Nun haben sie immerhin "Feinstaub-Alarm" ausgelöst, als erste Stadt überhaupt in Deutschland greift Stuttgart zu diesem Mittel. Die Leute sollen das Auto stehen lassen, Fahrgemeinschaften bilden, auf Bus und Bahn oder Rad umsteigen. Doch, wieder so eine grüne Merkwürdigkeit, niemand muss mit Strafen rechnen. Der Alarm wird zwei Jahre lang nichts anderes sein als ein freundlicher Appell. Oder, wie Verkehrsminister Hermann sich ausdrückt: ein Test, wie einsichtig der Mensch ist. Demnach handelt es sich um einen Menschenversuch am deutschen Autofahrer. Und das Ergebnis könnte wegweisend sein für ganz Deutschland.

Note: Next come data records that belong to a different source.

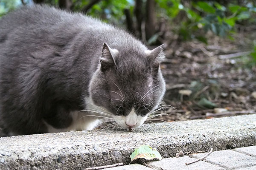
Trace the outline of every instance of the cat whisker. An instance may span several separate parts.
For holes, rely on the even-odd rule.
[[[151,107],[151,108],[154,108],[154,106],[152,106],[151,105],[148,105],[148,104],[147,104],[147,103],[144,103],[144,105],[147,105],[147,106],[150,106],[150,107]]]
[[[148,111],[149,111],[149,112],[150,112],[150,110],[149,109],[148,109],[148,108],[146,108],[145,106],[143,106],[142,107],[143,107],[143,108],[145,108],[145,109],[146,109],[146,110],[148,110]]]
[[[145,121],[145,122],[149,122],[151,123],[153,123],[154,125],[155,125],[154,122],[153,122],[151,121],[150,120],[146,120]]]
[[[144,96],[142,96],[142,97],[141,99],[144,99],[144,96],[145,96],[145,95],[146,95],[146,94],[148,94],[148,93],[149,92],[149,91],[151,91],[151,90],[153,90],[153,89],[154,88],[156,88],[157,87],[158,87],[158,86],[160,86],[160,85],[156,85],[155,86],[154,86],[154,87],[153,87],[153,88],[151,88],[150,89],[149,89],[149,90],[148,90],[148,91],[147,92],[147,93],[145,93],[145,94],[144,95]]]
[[[159,111],[159,110],[164,110],[165,108],[159,108],[159,109],[157,109],[157,110],[155,110],[154,111],[150,113],[150,114],[149,114],[149,115],[151,115],[152,114],[153,114],[153,113],[154,113],[157,112],[157,111]]]
[[[120,93],[121,93],[121,94],[122,94],[122,96],[123,100],[124,101],[125,100],[125,97],[124,96],[124,95],[123,95],[122,93],[122,91],[121,91],[121,90],[120,90],[120,88],[117,86],[117,85],[116,85],[116,83],[115,83],[115,82],[114,82],[113,81],[112,81],[112,82],[114,83],[114,84],[115,84],[115,85],[116,85],[116,86],[117,87],[117,88],[118,88],[118,90],[119,90],[119,91],[120,91]]]
[[[122,96],[121,96],[121,95],[120,95],[120,94],[119,94],[118,93],[117,93],[117,92],[115,92],[115,91],[109,91],[109,92],[110,92],[115,93],[115,94],[118,94],[118,95],[119,95],[119,96],[121,97],[121,98],[122,98],[122,102],[124,102],[124,100],[125,100],[125,99],[124,99],[124,98],[123,98],[123,97],[122,97]]]
[[[92,109],[92,110],[83,110],[79,111],[79,112],[82,112],[82,111],[87,111],[87,112],[93,112],[93,113],[97,113],[103,114],[104,115],[109,116],[111,116],[111,117],[112,116],[112,115],[111,115],[111,114],[108,114],[108,113],[105,113],[105,112],[103,112],[102,111],[98,110],[95,110],[95,109]]]
[[[140,94],[140,93],[139,93],[139,92],[137,92],[137,91],[135,91],[135,93],[137,93],[138,94],[139,94],[139,95],[140,96],[140,97],[141,97],[141,99],[142,99],[142,96],[141,96],[141,94]]]
[[[155,114],[155,115],[151,115],[150,117],[148,117],[147,119],[147,120],[150,119],[152,119],[152,118],[154,118],[155,117],[157,117],[157,116],[162,116],[163,115],[168,115],[168,114],[167,113],[161,113],[161,114]]]
[[[87,116],[94,116],[94,117],[102,117],[103,118],[108,118],[108,119],[113,119],[111,118],[109,118],[109,117],[106,117],[106,116],[98,116],[98,115],[85,115],[85,116],[84,116],[82,117],[81,117],[79,119],[83,118],[84,117],[87,117]]]
[[[118,110],[119,110],[119,109],[120,108],[121,108],[121,107],[122,106],[120,106],[119,108],[118,108],[117,109],[117,110],[116,110],[116,113],[117,113],[117,112],[118,111]]]
[[[162,121],[162,122],[166,122],[165,120],[162,120],[162,119],[150,119],[149,120],[158,120],[158,121]],[[148,120],[147,120],[147,121],[148,121]]]
[[[105,111],[105,112],[108,112],[108,113],[110,113],[111,114],[112,114],[112,113],[111,113],[111,112],[109,112],[109,111],[108,111],[108,110],[106,110],[105,109],[103,109],[103,108],[101,108],[101,107],[99,107],[99,106],[96,106],[96,105],[95,105],[95,106],[96,106],[96,107],[99,108],[100,109],[102,109],[102,110],[104,110]],[[93,110],[95,110],[95,109],[93,109]]]
[[[169,107],[169,108],[174,108],[174,109],[175,109],[175,110],[177,110],[176,108],[175,108],[174,107],[172,106],[171,105],[159,105],[159,107],[163,107],[163,106],[168,106],[168,107]]]
[[[121,102],[124,102],[124,101],[122,101],[122,100],[120,100],[120,99],[110,99],[110,100],[118,100],[118,101],[121,101]]]
[[[147,97],[149,95],[153,93],[155,91],[156,91],[159,90],[160,88],[161,88],[161,87],[160,87],[159,88],[157,88],[156,89],[154,90],[153,91],[152,91],[151,92],[149,93],[148,94],[147,94],[146,96],[144,96],[142,99],[145,99],[145,98],[146,98],[146,97]]]
[[[115,125],[116,125],[116,122],[115,122],[113,123],[111,123],[111,124],[109,124],[106,126],[105,126],[104,128],[103,128],[102,129],[105,129],[105,130],[108,130],[108,129],[109,129],[109,128],[111,128],[111,127],[114,126]],[[107,128],[108,127],[108,128]]]

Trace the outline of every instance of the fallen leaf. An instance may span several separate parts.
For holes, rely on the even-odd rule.
[[[225,108],[214,108],[214,113],[219,113],[224,112],[227,111],[227,109]]]
[[[212,109],[217,107],[215,104],[205,98],[201,99],[197,104],[199,106],[203,106],[209,109]]]
[[[190,94],[192,93],[192,91],[190,90],[180,90],[179,91],[179,93],[183,95],[190,96]]]
[[[251,95],[254,98],[254,99],[256,99],[256,91],[253,91],[251,94]]]
[[[162,159],[162,156],[160,153],[157,150],[153,150],[148,145],[142,145],[139,148],[135,149],[130,157],[131,160],[131,162],[139,158],[146,160],[152,160],[154,159],[158,160]]]

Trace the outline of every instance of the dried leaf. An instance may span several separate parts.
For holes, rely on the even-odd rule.
[[[156,159],[158,160],[162,159],[161,155],[156,150],[152,149],[148,145],[142,145],[139,148],[134,150],[130,156],[131,159],[131,162],[137,159],[144,159],[146,160],[152,160]]]

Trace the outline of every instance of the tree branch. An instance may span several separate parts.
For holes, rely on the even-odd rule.
[[[197,162],[199,161],[202,161],[205,158],[206,158],[207,156],[208,156],[212,152],[212,148],[211,149],[211,150],[210,151],[210,152],[209,152],[208,153],[207,153],[207,154],[206,155],[205,155],[205,156],[204,156],[200,158],[200,159],[198,159],[198,160],[193,161],[192,162],[189,162],[189,163],[185,163],[186,165],[189,165],[190,164],[193,164],[195,162]]]
[[[70,9],[70,7],[72,3],[70,0],[59,0],[59,7],[61,9],[64,9],[67,10]]]
[[[91,0],[88,5],[82,9],[82,12],[86,13],[93,6],[100,1],[101,0]]]
[[[124,13],[126,17],[126,23],[127,24],[127,29],[130,32],[134,34],[135,33],[135,31],[133,25],[133,22],[132,18],[131,16],[131,14],[130,13],[130,10],[129,9],[125,9],[124,10]]]

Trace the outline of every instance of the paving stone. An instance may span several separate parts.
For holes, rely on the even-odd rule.
[[[105,170],[153,170],[153,169],[137,164],[103,169]]]
[[[205,154],[195,154],[192,155],[192,157],[198,159]],[[204,161],[224,168],[232,169],[256,165],[256,158],[232,150],[213,152]]]
[[[188,156],[184,156],[178,158],[166,158],[160,161],[147,163],[147,164],[151,166],[157,170],[163,169],[165,170],[224,170],[221,167],[204,161],[199,161],[189,165],[186,165],[185,164],[185,163],[191,162],[196,160],[195,159],[192,158]]]
[[[248,147],[240,147],[235,149],[234,150],[249,155],[251,156],[256,157],[256,146]]]
[[[256,166],[243,167],[242,168],[236,169],[236,170],[255,170]]]
[[[119,162],[127,164],[131,154],[141,145],[149,145],[163,157],[170,158],[180,150],[256,145],[256,114],[147,124],[132,132],[100,129],[5,137],[0,138],[0,169],[84,170]]]

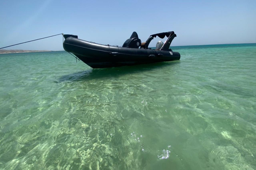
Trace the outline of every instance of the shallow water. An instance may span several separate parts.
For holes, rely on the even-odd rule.
[[[0,169],[256,169],[256,44],[92,69],[0,55]]]

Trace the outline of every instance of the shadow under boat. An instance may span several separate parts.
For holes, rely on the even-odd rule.
[[[61,76],[58,82],[87,81],[93,79],[117,78],[128,74],[147,71],[180,63],[180,60],[119,67],[91,69]]]

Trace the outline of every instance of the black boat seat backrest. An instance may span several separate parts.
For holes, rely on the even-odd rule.
[[[138,48],[141,44],[141,41],[139,39],[137,33],[134,32],[130,38],[125,41],[122,46],[133,48]]]

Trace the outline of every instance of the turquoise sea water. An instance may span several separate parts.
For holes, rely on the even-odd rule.
[[[256,169],[256,44],[93,69],[0,55],[1,169]]]

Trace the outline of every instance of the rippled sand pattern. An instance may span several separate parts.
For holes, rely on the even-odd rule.
[[[0,169],[256,169],[256,45],[176,50],[97,69],[0,55]]]

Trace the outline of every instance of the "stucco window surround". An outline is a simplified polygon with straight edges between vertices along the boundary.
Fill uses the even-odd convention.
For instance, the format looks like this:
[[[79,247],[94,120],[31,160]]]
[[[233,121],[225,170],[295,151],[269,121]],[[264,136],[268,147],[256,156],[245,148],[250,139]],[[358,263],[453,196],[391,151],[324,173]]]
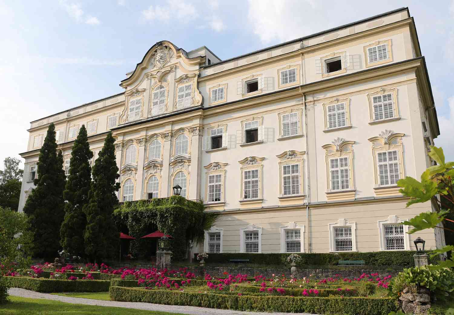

Nach den ersten Eindrücken zu urteilen handelt der Autofahrer erwartungsgemäß rational. Er begrüßt es ausdrücklich, wenn die anderen ihren Wagen stehen lassen und damit die Schadstoffwerte senken - steigt aber selbst ins Auto und freut sich auf weniger Staus auf dem Weg zur Arbeit. Weil aber kaum jemand der Dumme sein will, der sich für die anderen opfert, fahren fast genauso viele Autos wie zuvor.

Die Grünen wollen jetzt bloß nicht als Verbotspartei auftreten

In Stuttgart, der Stadt von Daimler und Porsche, ist zudem in manchen Milieus immer noch offene Obstruktion zu erleben. Jeder Plan von OB Kuhn für einen Fußgängerweg oder für ein Tempolimit wächst sich zum Kulturkampf aus. Von diesen Grünen lasse man sich nichts verbieten, heißt es. Man gibt Gas mit grimmigem Spaß.

Ja, die Grünen gelten in Baden-Württemberg manchen noch als Verbotspartei. Und es wäre tatsächlich politischer Selbstmord, acht Wochen vor der Landtagswahl Bürgerinnen und Bürger aus dem Verkehr zu ziehen. Falls die Appelle nichts fruchten, wird es erst von 2018 an Fahrverbote geben, in welcher Form auch immer.

Nun hätten Stadt und Land schon viel früher zu radikalen Maßnahmen greifen können, die Stuttgarter Feinstaubwerte bewegen sich seit Jahren in gesundheitsgefährdender Höhe. Doch wenn es um die Macht geht, sind die Südwest-Grünen relativ schmerzfrei. Nun endlich scheinen sie diese Botschaft für mehrheitsfähig zu halten: Ein Land, das vom und mit dem Auto lebt, muss vorangehen in der Entwicklung schadstoffarmer Autos. Andernfalls droht wirtschaftlicher Schaden.

Effizienter wäre eine Citymaut, aber die Grünen trauen sich nicht

Das ist der tiefere Sinn des freundlichen Alarms, und der Zeitpunkt ist nicht schlecht gewählt. Die Europäische Union hat der Bundesregierung mit massiven Strafzahlungen gedroht, sollten die Feinstaubwerte nicht sinken. Der VW-Skandal um gefälschte Abgaswerte hat allen vor Augen geführt, dass die Politik Grenzen setzen und den Autobauern den Weg weisen muss. Die angekündigten Fahrverbote sind wohl unausweichlich, aber sie liegen weit genug in der Zukunft, um die grünen Wahlchancen nicht zu gefährden.

In Wahrheit wäre Stuttgart, diese von Feinstaub und Staus geplagte Stadt im Kessel, der geeignete Ort für ein viel radikaleres Pilotprojekt: eine Citymaut, um Geld einzutreiben für den massiven Ausbau des öffentlichen Personennahverkehrs. Aber dieses Wort nehmen die Grünen nicht einmal mehr in den Mund.